Dari Dinas Pendidikan kami dibawa ke SMK 1, tempat
lomba diadakan. Rusangan putih abu-abu menyambutku. Aku mengangkat kaki kananku
diiringi doa sebagai awal langkahku menuju ke impianku. Aku memilih tempat
duduk dekat jendela.
“Bukanlah kamu peserta melukis batik?” Seseorang
mendekatiku.
Dengan bingung aku menjawab “Ya”
“Oh Maaf Dek, ruangan membatik bukan di sini tapi di
sebelah ruangan ini”
Aku tersenyum
malu dan langsung keluar ruangan diiringi berpasang-pasang mata
menatapku.
Pak Taslim menjemputku di ruang batik. Aku disuruh
masuk dan lagi-lagi aku memilih tempat duduk dekat jendela.
Pengawas membagikan kertas gambar ukuran besar dan cat
air.
Aku mulai membuat sketsa kupu-kupu untuk lukisanku.

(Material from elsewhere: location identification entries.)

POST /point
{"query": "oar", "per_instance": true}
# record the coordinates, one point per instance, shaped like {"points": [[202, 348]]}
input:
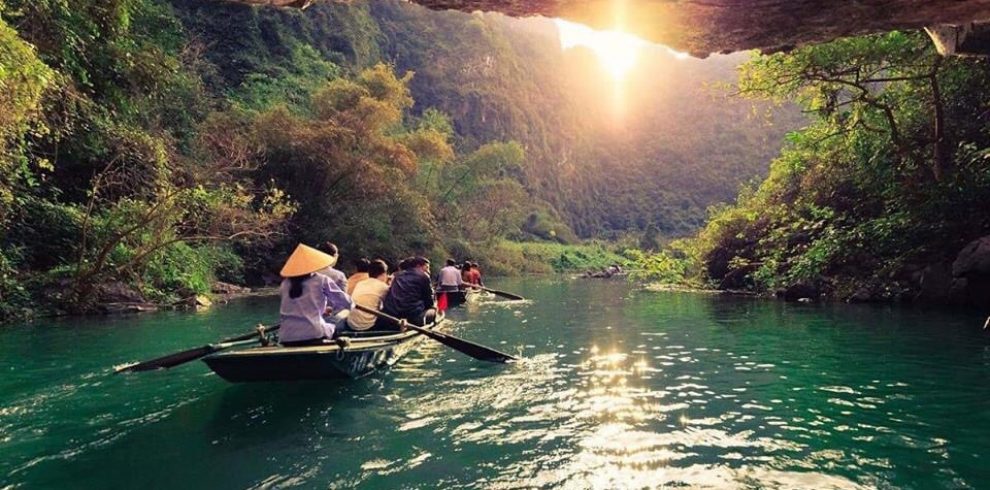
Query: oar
{"points": [[185, 356], [496, 292], [476, 351]]}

Karena terburu-buru. Kertas gambar yang sudah selesai kuberi sketsa ternyata
terbalik karena ada stempel di pinggir kertas itu sehingga tidak baik untuk
diwarnai. Aku mengulanginya lagi.
Warna pertama yang kuambil adalah warna hitam sebagai
latar gambarku. Ternyata kualitas cat air yang dibagikan kurang bagus. Aku menggantinya
dengan cat air yang kubawa dari sekolah. Kualitasnya lebih baik. Muncul masalah
baru. Warnah hitamnya tidak cukup karena kertasnya cukup besar. Aku terdiam
sejenak lalu memberanikan diri untuk
meminta cat air warna hitam peserta lomba lainnya yang ada di depanku.
Gadis itu sangat baik. Walaupun aku saingannya, ia
ihlas memberiku cat hitamnya.
Aku kembali konsentrasi menyelesaikan gambarku.
Waktu berlalu jam yang ditentukan berakhir, aku
menyodorkan gambarku kepada panitia dengan rasa puas. Aku mendapat hadiah
sebungkus nasi dari panitia..
***
Cuaca pagi ini cerah, aku pun merasa segar dan senang
melangkah memasuki pekarangan sekolah. Ketika melintas di depan ruang guru, Pak
Taslim memanggilku ke mejanya. Pak
Taslim memberiku sebuah bungkusan persegi
empat. Di atasnya tertulis untuk Nurlayli, juara 2 lomba membatik dan
sebuah amplop.
Aku sempat kaget. Kupegang dadaku lalu kemudian aku
tersenyum karena aku juara 2 untuk lomba lukis pertamaku.
Perjalananku masih panjang dan mimpiku untuk
menjadi pelukis belum tercapai seluruhnya.